Мать Раздолина, сухонькая опрятная старушка в темном ситцевом платьице и залатанном — видно, любимом — фартучке, взволнована, но показать это не хочет. Они сидят на кухне. Андрей поел перед дорогой, выпил чаю. Он не по-домашнему застегнутый, подобранный, и, хотя сидит он спокойно, мать видит, что он может встать каждую секунду. Встать и уйти. Вчера он сказал ей: «Мама, я уезжаю». «Надолго?» — спросила она, хотя знала, что не это главное. Главное, что он вообще уезжает, что наступил час его и ее испытания. Но она спросила: «Надолго?» «Да. На полгода», — ответил он.
С необыкновенной интуицией, данной только матерям, она догадывалась о том, что ждет ее сына. Давно догадывалась. А потом она увидела у него фотографию Димы... ну, того самого, который летал на Луну. На ней черными чернилами было написано: «Андрюшка! Я еще буду тебе завидовать! Ведь твоя дорога — обязательно и дальше и трудней...» Она прочитала эти слова и поняла, что не ошиблась...

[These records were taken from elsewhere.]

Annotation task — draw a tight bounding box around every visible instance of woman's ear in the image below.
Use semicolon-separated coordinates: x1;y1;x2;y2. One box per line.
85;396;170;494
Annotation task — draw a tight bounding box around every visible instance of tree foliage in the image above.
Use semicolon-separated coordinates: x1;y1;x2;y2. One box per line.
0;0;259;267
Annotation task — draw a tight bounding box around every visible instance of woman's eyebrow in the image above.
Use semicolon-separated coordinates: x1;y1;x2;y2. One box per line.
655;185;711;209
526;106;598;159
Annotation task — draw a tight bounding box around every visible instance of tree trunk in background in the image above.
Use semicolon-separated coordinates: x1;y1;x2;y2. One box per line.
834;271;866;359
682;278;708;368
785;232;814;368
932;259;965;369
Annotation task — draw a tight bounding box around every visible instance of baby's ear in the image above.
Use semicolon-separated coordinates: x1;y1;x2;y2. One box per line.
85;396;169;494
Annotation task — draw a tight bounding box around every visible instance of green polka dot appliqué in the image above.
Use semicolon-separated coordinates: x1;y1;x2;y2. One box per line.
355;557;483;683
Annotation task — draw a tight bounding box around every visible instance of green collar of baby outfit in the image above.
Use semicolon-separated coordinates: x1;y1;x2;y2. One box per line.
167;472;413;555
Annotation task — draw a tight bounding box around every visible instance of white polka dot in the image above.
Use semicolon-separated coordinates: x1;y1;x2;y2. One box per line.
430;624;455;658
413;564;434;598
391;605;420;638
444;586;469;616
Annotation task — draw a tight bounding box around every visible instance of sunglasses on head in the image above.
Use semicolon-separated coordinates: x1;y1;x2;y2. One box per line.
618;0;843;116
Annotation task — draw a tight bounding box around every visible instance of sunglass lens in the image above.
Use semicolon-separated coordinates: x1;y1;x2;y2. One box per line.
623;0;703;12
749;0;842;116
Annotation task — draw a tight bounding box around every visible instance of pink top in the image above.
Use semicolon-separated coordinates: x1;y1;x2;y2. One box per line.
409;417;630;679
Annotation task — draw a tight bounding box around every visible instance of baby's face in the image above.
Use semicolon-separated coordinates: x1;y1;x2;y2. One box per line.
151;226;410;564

— Я ватрушку твою любимую испекла... — говорит она.
— Спасибо.
— Ты поездом или самолетом?
— Самолетом.
— Ну вот и съешь в самолете... Ты напиши мне, Андрюша, хоть открыточку... Все ли благополучно...
Он улыбнулся и встал.
— Мама, все будет благополучно. А открыточку я напишу.
Она подошла к нему, такая маленькая, старенькая, и он обнял ее за плечи.
— Не надо, мама...
— А я ничего, я ничего, — говорила она, быстро перебирая пальцами края фартучка, моргая, улыбаясь и глотая слезы. Потом, совладав с собой, спросила: — Андрюша, сыночек, ты на Луну летишь? Я никому не скажу... На Луну?
— Нет, мама, не на Луну. Еще дальше...
— О господи!..
— Ну, мне пора.
— Давай присядем перед дорогой...
И они присели к столу. Андрей смотрел на нее и думал: «Совсем недавно я уезжал за город в пионерский лагерь... Она испекла мне ватрушку, и мы тоже присели перед дорогой... 55 километров от города. А теперь я уезжаю на Марс. 55 миллионов километров от Земли...»
Он встал первым и, нагнувшись, крепко поцеловал ее. Еще и еще.
Она проводила его до дверей квартиры и стояла на площадке, глядя, как он спускается по лестнице. Андрей обернулся:
— Мамочка, иди.
— Андрюша, ты там уж поосторожнее... Береги себя...
— Хорошо. Ты иди.
Но она стояла еще долго, уже не видя его, но слыша его шаги, пока звонко, как выстрел, не ударила внизу дверь подъезда.